Andrew Spurgeon "Doc" Young (October 29, 1919 – September 6, 1996) was an American sports journalist and author. He was also one of the first African American publicists working in Hollywood. Throughout his career he received numerous honors from the National Newspaper Publishers Association.

==Background==

Andrew Spurgeon Young was born in Dunbrooke, Virginia, the eldest child of Andrew P. Young and Gertrude Norman. In 1941, he graduated from Hampton Institute (now Hampton University) with a bachelor's degree in business administration. While a student at Hampton, he served as editor of the school newspaper.

==Career==

As a young man, he was influenced by the work of Frank A. (Fay) Young (no relation), the first African American to have a weekly sports column.

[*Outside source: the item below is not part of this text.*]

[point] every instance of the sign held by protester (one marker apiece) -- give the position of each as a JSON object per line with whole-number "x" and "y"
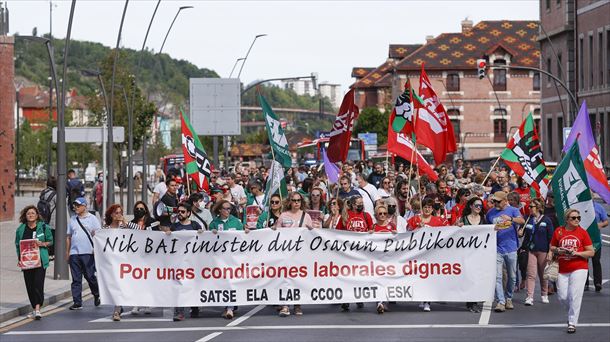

In the 1950s, he served in several top editorial positions at Jet Magazine and Ebony Magazine. He also worked in editorial positions at the Los Angeles Sentinel, Sepia and the Chicago Defender.

Young also has the distinction of being the first black publicist in Hollywood. He worked as a unit publicist on the films The Defiant Ones and Kings Go Forth.

Additionally, Young is the author of several books, including Negro Firsts in Sports (Johnson Publishing Company, 1963).

===Death===
Young died in 1996 from pneumonia in Los Angeles.